Voting Rights Act Extension of 1975: Expands Protection to Language Minorities Including Latino, Asian, and Native American Voters

| Importance: 7/10 | Status: confirmed

President Gerald Ford signed the Voting Rights Act Amendments of 1975, extending the VRA’s special provisions for seven years and dramatically expanding its scope to protect language minorities—including Latino, Asian American, Native American, and Alaska Native voters. The amendments recognized that English-only election materials and literacy tests functioned as tools of discrimination against citizens whose first language was not English.

The 1975 amendments created Section 203, requiring jurisdictions with significant language minority populations to provide bilingual voting materials and assistance. Coverage was triggered when more than 5% of voting-age citizens belonged to a single language minority group, or when more than 10,000 voting-age citizens were language minorities, and when the English illiteracy rate of that group exceeded the national average. Initially, the provision covered approximately 375 jurisdictions in 30 states.

The amendments also permanently banned literacy tests nationwide, making the 1970 temporary suspension permanent. This recognized that literacy tests had never been administered fairly and served no legitimate purpose beyond voter suppression. Additionally, the law brought Texas fully under Section 5 preclearance requirements, along with counties in Arizona, California, Colorado, Florida, and other states with significant language minority discrimination.

Representative Barbara Jordan of Texas, the first Black woman elected to Congress from the Deep South, championed the extension. Edward Roybal of California led efforts to include language minority protections. The Mexican American Legal Defense and Educational Fund (MALDEF) provided crucial legal expertise on how English-only elections disenfranchised Spanish-speaking citizens who were otherwise qualified voters.

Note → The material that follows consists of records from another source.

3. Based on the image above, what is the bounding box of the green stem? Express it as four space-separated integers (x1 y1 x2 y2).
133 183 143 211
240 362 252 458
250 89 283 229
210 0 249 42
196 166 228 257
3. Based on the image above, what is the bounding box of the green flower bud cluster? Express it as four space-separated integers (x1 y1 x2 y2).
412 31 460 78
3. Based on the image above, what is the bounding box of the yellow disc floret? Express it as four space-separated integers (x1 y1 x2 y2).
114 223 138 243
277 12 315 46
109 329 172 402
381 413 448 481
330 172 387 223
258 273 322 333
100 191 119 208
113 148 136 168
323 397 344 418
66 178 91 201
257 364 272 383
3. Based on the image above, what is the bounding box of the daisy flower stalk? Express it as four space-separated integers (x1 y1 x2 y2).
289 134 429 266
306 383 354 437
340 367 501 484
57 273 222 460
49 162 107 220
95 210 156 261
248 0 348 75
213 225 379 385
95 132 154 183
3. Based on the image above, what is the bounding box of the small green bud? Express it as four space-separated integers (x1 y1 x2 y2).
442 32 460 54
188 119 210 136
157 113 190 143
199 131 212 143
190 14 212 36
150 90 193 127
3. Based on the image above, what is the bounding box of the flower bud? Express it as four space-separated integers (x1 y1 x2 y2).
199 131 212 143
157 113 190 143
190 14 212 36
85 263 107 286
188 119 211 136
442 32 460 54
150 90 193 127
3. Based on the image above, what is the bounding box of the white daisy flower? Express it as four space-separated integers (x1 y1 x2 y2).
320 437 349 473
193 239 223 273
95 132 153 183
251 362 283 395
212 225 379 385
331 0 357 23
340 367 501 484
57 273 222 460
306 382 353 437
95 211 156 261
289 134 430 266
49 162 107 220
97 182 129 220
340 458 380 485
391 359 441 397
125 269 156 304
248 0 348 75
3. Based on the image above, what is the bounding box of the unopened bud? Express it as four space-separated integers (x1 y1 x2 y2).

The 1975 extension faced opposition from those who argued it unfairly singled out Southern states and imposed burdensome requirements on election officials. Ford expressed reservations but signed the bill, recognizing the political cost of vetoing voting rights legislation. The language minority provisions proved transformative: Latino voter registration and participation increased substantially in covered jurisdictions, and the number of Latino elected officials grew dramatically over subsequent decades. The amendments demonstrated the VRA’s capacity for expansion beyond its original focus on Black disenfranchisement in the South.